Reduce the equation to one of the standard forms, classify the surface, and sketch it:

4x = y^2 - 2z^2

Homework Equations

The Attempt at a Solution

I really don't know what to do for this one because most of the equations I've seen like this involved x^2.

Unrelated to this question: For doing these kinds of problems do you find the cross sections on each plane and then sketch it?

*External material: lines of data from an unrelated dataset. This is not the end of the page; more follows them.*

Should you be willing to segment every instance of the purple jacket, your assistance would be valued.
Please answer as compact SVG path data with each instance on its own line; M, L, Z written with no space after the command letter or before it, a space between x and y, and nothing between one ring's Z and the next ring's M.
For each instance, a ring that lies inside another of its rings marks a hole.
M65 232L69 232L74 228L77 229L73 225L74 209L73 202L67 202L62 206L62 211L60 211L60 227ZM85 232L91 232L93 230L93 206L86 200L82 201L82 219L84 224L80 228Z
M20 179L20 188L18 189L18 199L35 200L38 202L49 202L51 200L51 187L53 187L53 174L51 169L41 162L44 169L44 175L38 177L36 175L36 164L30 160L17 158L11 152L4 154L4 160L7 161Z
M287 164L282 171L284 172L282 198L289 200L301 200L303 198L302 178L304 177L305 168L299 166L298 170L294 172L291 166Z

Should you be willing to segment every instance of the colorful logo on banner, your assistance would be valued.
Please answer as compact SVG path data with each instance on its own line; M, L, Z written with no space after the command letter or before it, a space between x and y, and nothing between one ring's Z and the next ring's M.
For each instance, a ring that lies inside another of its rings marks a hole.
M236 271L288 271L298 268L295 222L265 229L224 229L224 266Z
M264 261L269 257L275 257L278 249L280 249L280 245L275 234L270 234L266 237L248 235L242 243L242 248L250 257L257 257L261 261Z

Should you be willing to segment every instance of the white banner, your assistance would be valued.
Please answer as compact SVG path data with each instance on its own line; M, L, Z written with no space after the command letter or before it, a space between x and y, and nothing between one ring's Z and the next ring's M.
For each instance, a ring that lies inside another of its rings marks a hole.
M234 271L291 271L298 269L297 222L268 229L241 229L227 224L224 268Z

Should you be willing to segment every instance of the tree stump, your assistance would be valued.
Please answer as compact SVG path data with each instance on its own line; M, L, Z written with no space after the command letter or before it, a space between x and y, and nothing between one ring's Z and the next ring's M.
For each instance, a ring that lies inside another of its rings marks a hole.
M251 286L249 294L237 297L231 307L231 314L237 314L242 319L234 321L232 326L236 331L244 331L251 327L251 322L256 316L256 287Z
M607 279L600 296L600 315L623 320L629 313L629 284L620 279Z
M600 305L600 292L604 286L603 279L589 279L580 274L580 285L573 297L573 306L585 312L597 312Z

For example, if the equation is x^2 + 4y^2 + z^2 = 4, you set one variable at a time to k:

x=k: 4y^2 + z^2 = 4 - k^2
y=k: x^2 + z^2 = 4 - 4k^2
z=k: x^2 + 4y^2 = 4 - k^2

So you can see the cross sections on each plane will be ellipses?

--------------------------------------

2nd problem:

Homework Statement

Find an equation for the surface obtained by rotating the line x = 3y about the x-axis.

The Attempt at a Solution

I know this is a cone about the x-axis, but not sure how to get the exact equation.

 

[D H]

I really don't know what to do for this one because most of the equations I've seen like this involved x^2.

So change the names of the variables.

Look at it this way: The standard form for a parabola is y=ax^2+bx+c. x=ay^2+by+c is also a parabola.